Em Portugal temos cerca de 220 mil crianças medicadas para a hiperatividade. Vivemos tempos em que a solução fácil é a mais utilizada?

Tenho muita dificuldade em acreditar que essas crianças todas precisem de ser medicadas. É certo que vivemos numa sociedade stressada e o stress também atinge os miúdos. Não lhes damos tempo para brincarem, queremos é que aprendam espanhol, inglês, chinês, que toquem violoncelo, façam desporto. Ainda assim, a maioria dos miúdos que nos chegam com diagnóstico de hiperatividade não se confirma esse diagnóstico. Os pais, até podem negar, mas o que querem mesmo é que os filhos sejam diagnosticados com algo e, a partir daí, tudo o que aquela criança faça, a culpa é da doença. Mas se damos comprimidos a uma criança, ela vai aprender o facilitismo desde pequena. E a partir daí, perante qualquer problema, vai tomar comprimidos. A verdade é que há muitas modas também nestas áreas, e de há uma década para cá todas as crianças são disléxicas, hiperativas e agora bipolares… Mas muitas destas crianças hiperativas, se lhes puserem um desenho animado que adoram, elas ficam uma hora e meia quietas em frente ao televisor. Como podemos dizer que são hiperativas?

Ainda tenciona abrir um centro em Lisboa?

Sim. O problema é que este tipo de centro é muito caro. Somos um centro privado, mas em Espanha o ministério da saúde ajuda-nos. Não somos um centro educativo, nem um centro social, somos um centro terapêutico. O que estamos a tentar em Lisboa, é que o ministério da saúde ou da solidariedade nos ajude, porque se for para pagar de maneira privada, os pais não vão poder. Estamos a estudar as hipóteses.

Ultimamente fala-se muito de imaturidade. Andamos a educar eternas crianças?

Sim, e a consequência disso é grave. Há pessoas de 40 anos que continuam a ser muito imaturas. Digo sempre que, se plantarmos a semente de uma árvore, ela nasce e cresce, mas se nos pusermos a cortar um tronco aqui e outro ali, de repente temos um bonsai. Isto é sobreproteção. A vida tem de ser liberdade, criatividade, risco. As crianças e os adolescentes têm de sair.

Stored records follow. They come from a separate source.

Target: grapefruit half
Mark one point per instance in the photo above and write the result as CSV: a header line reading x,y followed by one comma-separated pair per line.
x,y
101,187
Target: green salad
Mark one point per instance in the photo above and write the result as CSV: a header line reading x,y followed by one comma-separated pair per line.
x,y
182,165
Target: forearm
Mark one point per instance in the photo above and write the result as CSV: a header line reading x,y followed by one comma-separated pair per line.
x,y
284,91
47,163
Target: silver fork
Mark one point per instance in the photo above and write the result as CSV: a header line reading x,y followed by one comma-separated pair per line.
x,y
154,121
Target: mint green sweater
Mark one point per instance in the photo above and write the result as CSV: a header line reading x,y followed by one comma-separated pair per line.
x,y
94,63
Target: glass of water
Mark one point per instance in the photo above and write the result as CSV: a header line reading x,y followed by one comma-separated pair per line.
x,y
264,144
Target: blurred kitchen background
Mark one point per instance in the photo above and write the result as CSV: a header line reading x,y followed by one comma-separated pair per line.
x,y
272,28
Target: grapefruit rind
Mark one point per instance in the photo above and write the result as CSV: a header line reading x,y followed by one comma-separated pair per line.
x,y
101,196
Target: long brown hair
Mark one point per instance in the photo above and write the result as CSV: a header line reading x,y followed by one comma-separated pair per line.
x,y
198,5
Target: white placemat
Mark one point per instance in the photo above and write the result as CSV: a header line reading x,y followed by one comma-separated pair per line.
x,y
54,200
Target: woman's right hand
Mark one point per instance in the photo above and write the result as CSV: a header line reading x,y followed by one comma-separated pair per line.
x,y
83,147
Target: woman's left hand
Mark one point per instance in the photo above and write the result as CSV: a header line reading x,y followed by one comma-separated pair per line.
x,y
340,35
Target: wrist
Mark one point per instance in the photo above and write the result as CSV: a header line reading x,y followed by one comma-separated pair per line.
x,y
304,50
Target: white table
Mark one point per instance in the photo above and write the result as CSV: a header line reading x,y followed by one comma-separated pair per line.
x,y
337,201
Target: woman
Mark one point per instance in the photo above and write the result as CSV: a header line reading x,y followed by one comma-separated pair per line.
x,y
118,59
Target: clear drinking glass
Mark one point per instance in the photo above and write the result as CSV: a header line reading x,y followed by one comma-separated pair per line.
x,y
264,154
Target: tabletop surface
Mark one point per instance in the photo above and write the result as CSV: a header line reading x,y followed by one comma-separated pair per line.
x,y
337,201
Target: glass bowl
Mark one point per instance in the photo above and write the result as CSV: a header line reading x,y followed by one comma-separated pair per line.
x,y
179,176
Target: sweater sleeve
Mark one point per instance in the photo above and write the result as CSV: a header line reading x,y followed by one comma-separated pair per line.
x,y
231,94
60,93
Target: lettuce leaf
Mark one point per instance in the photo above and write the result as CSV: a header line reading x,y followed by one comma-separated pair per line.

Mas também têm de ter regras?

Claro, têm de ter regras e deveres. Sobretudo para gerar consciência, que é algo muito importante. Uma criança, quando nasce, acha que é tudo para ela. Mas aos sete anos começa a entender o que é o outro, o que é a cooperação. E por isso há crianças e jovens muito generosos, porque se gerou neles uma consciência de generosidade, que é muito importante. Não estou a dizer que temos de criar samaritanos, mas temos de educar as consciências. Por isso digo, por exemplo, que os pais devem levar os filhos a visitar um hospital. E devem explicar que algumas daquelas crianças não sairão dali. Sobreprotegemos as nossas crianças sob o argumento que queremos que sejam felizes. Mas a vida é dura, as nossas crianças e adolescentes vão-se cruzar com a droga, com pessoas más, vão ter de trabalhar, e têm de saber ser felizes no meio de tudo isto.

A tendência de um pai é proteger o filho.

Sim. E não há pais perfeitos. Nem filhos perfeitos. Não nos podemos esquecer que, muitas vezes, quando os pais pensam que não entendem os seus filhos, eles próprios também não se estão a entender. Às vezes gritamos, enervamo-nos. Mas pais e filhos devem combinar não se atacarem. Não devem dizer nada que seja para ferir propositadamente. E depois têm de saber dar um beijo. Castiguei muito os meus filhos, mas de seguida dizia-lhes sempre: “Gosto muito de vocês. Se vos castigo é porque gosto muito de vocês”.